Paediatrics: Recurrent abdominal pain

2021-03-04 12:00 AM

Defined as more than two discrete episodes in a 3mth period interfering with school and/or usual activities.

Recurrent abdominal pain

  • Defined as more than two discrete episodes in a 3mth period interfering with school and/or usual activities.
  • Incidence: 10–15% of school-age children.

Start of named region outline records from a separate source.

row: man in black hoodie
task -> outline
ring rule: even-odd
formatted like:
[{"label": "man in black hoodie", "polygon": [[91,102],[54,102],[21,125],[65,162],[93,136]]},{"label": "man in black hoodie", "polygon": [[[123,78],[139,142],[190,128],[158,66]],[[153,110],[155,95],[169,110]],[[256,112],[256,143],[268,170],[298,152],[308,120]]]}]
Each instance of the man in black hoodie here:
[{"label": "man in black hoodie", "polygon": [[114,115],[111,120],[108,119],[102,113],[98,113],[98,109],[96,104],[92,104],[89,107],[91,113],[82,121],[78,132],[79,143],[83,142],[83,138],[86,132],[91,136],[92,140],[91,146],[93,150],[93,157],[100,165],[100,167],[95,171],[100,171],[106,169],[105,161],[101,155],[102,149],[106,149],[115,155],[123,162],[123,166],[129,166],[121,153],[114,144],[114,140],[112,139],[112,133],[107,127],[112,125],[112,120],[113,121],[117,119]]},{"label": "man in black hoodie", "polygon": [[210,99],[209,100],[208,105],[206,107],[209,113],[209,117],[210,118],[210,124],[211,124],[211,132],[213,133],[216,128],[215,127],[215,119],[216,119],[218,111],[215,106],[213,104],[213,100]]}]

No organic cause is found in 90%. Organic causes include constipation; dietary indiscretion; food intolerance (lactose or fructose); irritable bowel syndrome; psychogenic pain; peptic ulcer (H. pylori); coeliac disease; abdominal migraine (cyclic vomiting syndrome); gallbladder disease; renal colic; dysmenorrhea; UTI; mittelschmerz; and physical or sexual abuse.


Non-organic disease

This form occurs in a thriving, generally well-child; with short episodes of peri-umbilical pain, good appetite, no other GI symptoms, no family history of migraine or coeliac disease, and a normal examination. Co-existent symptoms such as headache and fatigue are common and this is often referred to as recurrent abdominal pain syndrome.

Organic cause

Likely if the presentation is different to above or child <2yrs. ‘Red flag’ symptoms include weight loss, diarrhoea, blood per rectum, joint symptoms, skin rashes, family history of inflammatory bowel disease, or coeliac disease.



Ethnic origin (lactase deficiency occurs in dark-skinned races), atopy, relationship to eating, precipitating events (e.g. cow’s milk introduction in milk protein enteropathy), social history (e.g. start of school, parental separation), and family history.

Full examination


  • If the non-organic disease is likely: no or very little investigation is needed,e.g. FBC, ESR/CRP, U&E, LFT, coeliac antibody screen, urine M, C&S, faecal M, C&S (if there is a recent history of foreign travel).
  • If the organic disease is likely: investigate as above, plus consider hydrogen breath test (lactose intolerance); C13 breath test (Helicobactor pylori); US; barium radiology; upper and lower GI endoscopy.


Non-organic disease

Confident reassurance; education that condition is common and pain is genuine (just like headaches); personal support; avoidance of associated stressful events (e.g. bullying); acknowledgement of symptom, whilst at the same time downplaying pain; minimize secondary gains from abdominal pain, e.g. school avoidance; increased dietary fibre intake may be beneficial;

formal psychotherapy in complex and resistant cases. Multidisciplinary support and engagement of the family are essential.

Organic disease

Treat the underlying cause.


Approximately 25% of children with functional recurrent abdominal pain continue to have pain or headaches in adulthood. Functional sequelae are common.

Abdominal migraine

Abdominal pain is associated with pallor, headaches, anorexia, nausea, +/– vomiting. The condition overlaps with the periodic syndrome and cyclic vomiting syndrome. There is usually a strong family history of migraine.


  •  Dietary: avoid citrus fruits, chocolate, caffeine-containing drinks (e.g.cola), solid cheeses.
  • Pharmacological: pizotifen, sumatriptan, gabapentin, or amitriptyline may be helpful.